When Ravelry first started there were far fewer groups and so while surfing the forums you tended to get a wider spread of stuff as totally unrelated things were all crammed in together. That was how I ended up reading a thread about knitting tattoos and a woman who had got her first tattoo. It was a line, a straight thin black line, across the bottom of her big toe on her right foot. The line showed the point at which she should start decreasing when knitting top-down socks. At the time my thinking was along the lines of "What a pointless tattoo. Why would you go through the pain of having someone poke you repeatedly with a needle just for that?" But then later I realised I was being stupid and the important thing was it was something useful to her.
Tattoos have always intrigued me. Because you have to be really really certain that you're going to still like that design in 1, 10, 25+ years time because you're going be stuck with it. Facial tattoos intrigue me the most. How can anyone think so short-term? Unless it has a cultural significance beyond "hey cool tat" how can you make such a huge commitment to a lifestyle implied by your tattoo? There was another Ravelry thread more recently started by a girl who had got a job she really wanted but the company had a no-tattoo policy and she had them up one arm, up her neck and onto her jawline. She was asking which brand of stage makeup would hide them most effectively. But from the photo she was only about 25. How long can you wear thick greasepaint to work for before you get caught in the rain, or get hot and sweaty, or just forget?

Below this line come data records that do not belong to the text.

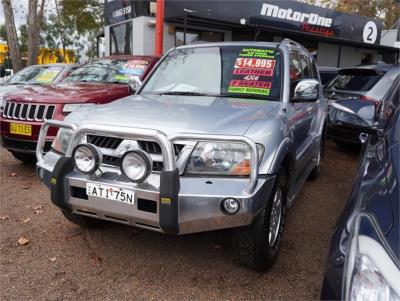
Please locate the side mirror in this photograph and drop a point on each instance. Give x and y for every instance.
(134, 84)
(307, 90)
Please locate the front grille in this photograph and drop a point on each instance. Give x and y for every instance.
(151, 147)
(105, 142)
(28, 111)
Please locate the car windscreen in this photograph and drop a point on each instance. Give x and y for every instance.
(109, 71)
(25, 75)
(47, 75)
(232, 71)
(356, 80)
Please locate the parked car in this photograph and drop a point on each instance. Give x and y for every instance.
(34, 75)
(327, 74)
(353, 96)
(216, 138)
(364, 256)
(97, 82)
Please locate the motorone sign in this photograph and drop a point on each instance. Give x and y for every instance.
(290, 16)
(275, 11)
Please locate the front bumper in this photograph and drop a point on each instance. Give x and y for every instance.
(198, 200)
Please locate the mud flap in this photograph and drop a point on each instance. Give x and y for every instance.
(169, 207)
(63, 167)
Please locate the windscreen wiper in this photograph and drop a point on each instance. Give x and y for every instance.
(187, 93)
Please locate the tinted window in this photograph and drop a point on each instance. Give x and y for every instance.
(253, 72)
(326, 77)
(47, 75)
(108, 71)
(358, 82)
(25, 75)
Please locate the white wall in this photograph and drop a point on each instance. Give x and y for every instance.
(350, 56)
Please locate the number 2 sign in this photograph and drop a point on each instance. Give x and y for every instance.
(370, 33)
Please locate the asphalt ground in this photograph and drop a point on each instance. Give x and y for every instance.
(61, 261)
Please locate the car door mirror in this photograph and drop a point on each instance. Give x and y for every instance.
(134, 84)
(306, 90)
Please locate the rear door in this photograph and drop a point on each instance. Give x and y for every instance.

All this flashed through my tiny mind earlier on today when I realised that for the first time in decades of knitting, I was doing Kitchener. And I was doing it quite quickly and you couldn't see where the join was. I finally succeeded by using
Knitting without Tears which is possibly the finest of Elizabeth Zimmerman's books. Actually no, they are all indispensable. But it's pretty damned good. I opened it to the relevant page, drew a diagram in pencil in the margin of needles 1 and 2 and got to it. And if I were to get a knitting tattoo, that diagram is what I would get. Although I wouldn't actually, because I am not that committed to it.
Here it what I was Kitchenering:
It is the Talking Fish Sock which is
here on Ravelry. People constantly ask me why I knit, and why don't I just buy stuff and this is why. Isn't the ripple pattern exquisite?
You just don't get that kind of thing in Primark. Of course the downside is I now have to make another one, and that's a lot of Kitchenering. But finding the silver lining, all the practice means I'm less likely to need the tattoo as a reminder of how to do it.